I was literally standing alone with him, my escort gone, my husband half asleep in the passenger seat. 

The trenchcoat guy was leaning on an old jeep parked in front of my car, kitty corner. 

Just leaning there. Facing my car.

I jumped in my car and .....it was a rental car.

I had no idea how to lock the doors by feel in the dark, nor would I in my own car, actually, if I was in a panic. 

I turned on the car and raced out of the parkinglot as if my life depended on it. I've never used a car as an escape tool before. 

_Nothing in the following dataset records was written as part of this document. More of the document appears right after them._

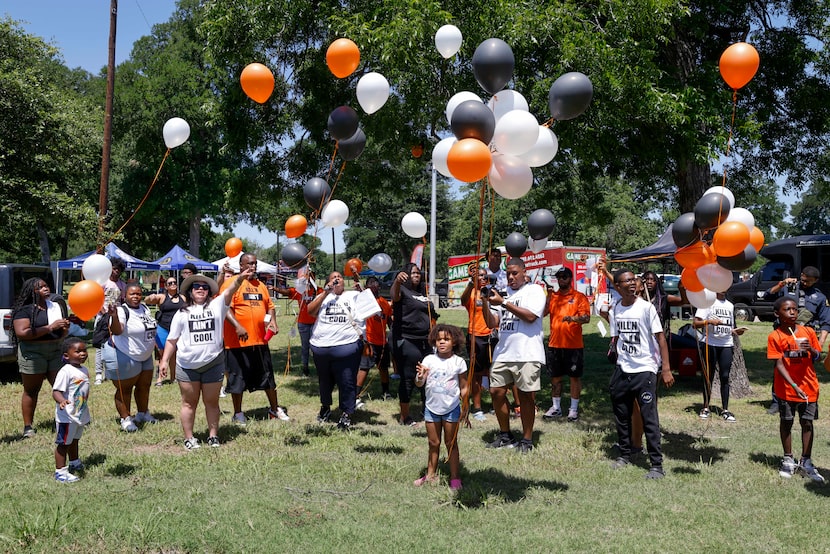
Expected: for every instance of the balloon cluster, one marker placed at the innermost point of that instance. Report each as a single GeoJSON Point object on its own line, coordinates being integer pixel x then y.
{"type": "Point", "coordinates": [501, 140]}
{"type": "Point", "coordinates": [712, 242]}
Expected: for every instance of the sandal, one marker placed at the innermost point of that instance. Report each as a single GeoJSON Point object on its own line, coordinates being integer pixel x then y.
{"type": "Point", "coordinates": [425, 479]}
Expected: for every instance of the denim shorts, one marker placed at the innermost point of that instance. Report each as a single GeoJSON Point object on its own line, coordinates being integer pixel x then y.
{"type": "Point", "coordinates": [452, 417]}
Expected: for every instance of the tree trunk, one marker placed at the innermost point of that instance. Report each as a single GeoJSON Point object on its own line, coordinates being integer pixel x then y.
{"type": "Point", "coordinates": [739, 386]}
{"type": "Point", "coordinates": [194, 236]}
{"type": "Point", "coordinates": [43, 240]}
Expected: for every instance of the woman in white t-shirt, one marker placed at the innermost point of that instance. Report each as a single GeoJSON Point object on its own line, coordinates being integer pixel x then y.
{"type": "Point", "coordinates": [195, 340]}
{"type": "Point", "coordinates": [128, 357]}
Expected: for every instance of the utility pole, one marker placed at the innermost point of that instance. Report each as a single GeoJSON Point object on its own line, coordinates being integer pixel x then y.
{"type": "Point", "coordinates": [103, 192]}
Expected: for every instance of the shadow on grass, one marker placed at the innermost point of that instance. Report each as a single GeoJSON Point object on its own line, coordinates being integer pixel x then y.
{"type": "Point", "coordinates": [482, 487]}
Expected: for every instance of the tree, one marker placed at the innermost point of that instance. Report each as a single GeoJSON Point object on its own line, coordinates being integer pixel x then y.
{"type": "Point", "coordinates": [49, 148]}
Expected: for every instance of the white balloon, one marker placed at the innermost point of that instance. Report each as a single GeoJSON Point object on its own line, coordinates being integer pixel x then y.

My husband said, "What?"  I said only, "We have to go. We have to go." I couldn't talk.

It's the closest thing that comes to a movie in my life, the way I exited that Safeway parking lot. 

I'll never know what that was all about.

 

3 comments:

TeresaA said...

Wow, that was really strange.

JenK said...

Oh my goodness, that is so scary! Glad you were able to get out of there and ditch creepy weirdo guy!!

AareneX said...

In my karate school, we were often told (and said to one another) that your gut is always right...and the only time you will get proof that your gut was right is if you ignore it.

Gold star for asking for help. Many people forget that it's an option.

Hope J feels better, I have a friend with a similar vaso vagal issues. It's such a PITA!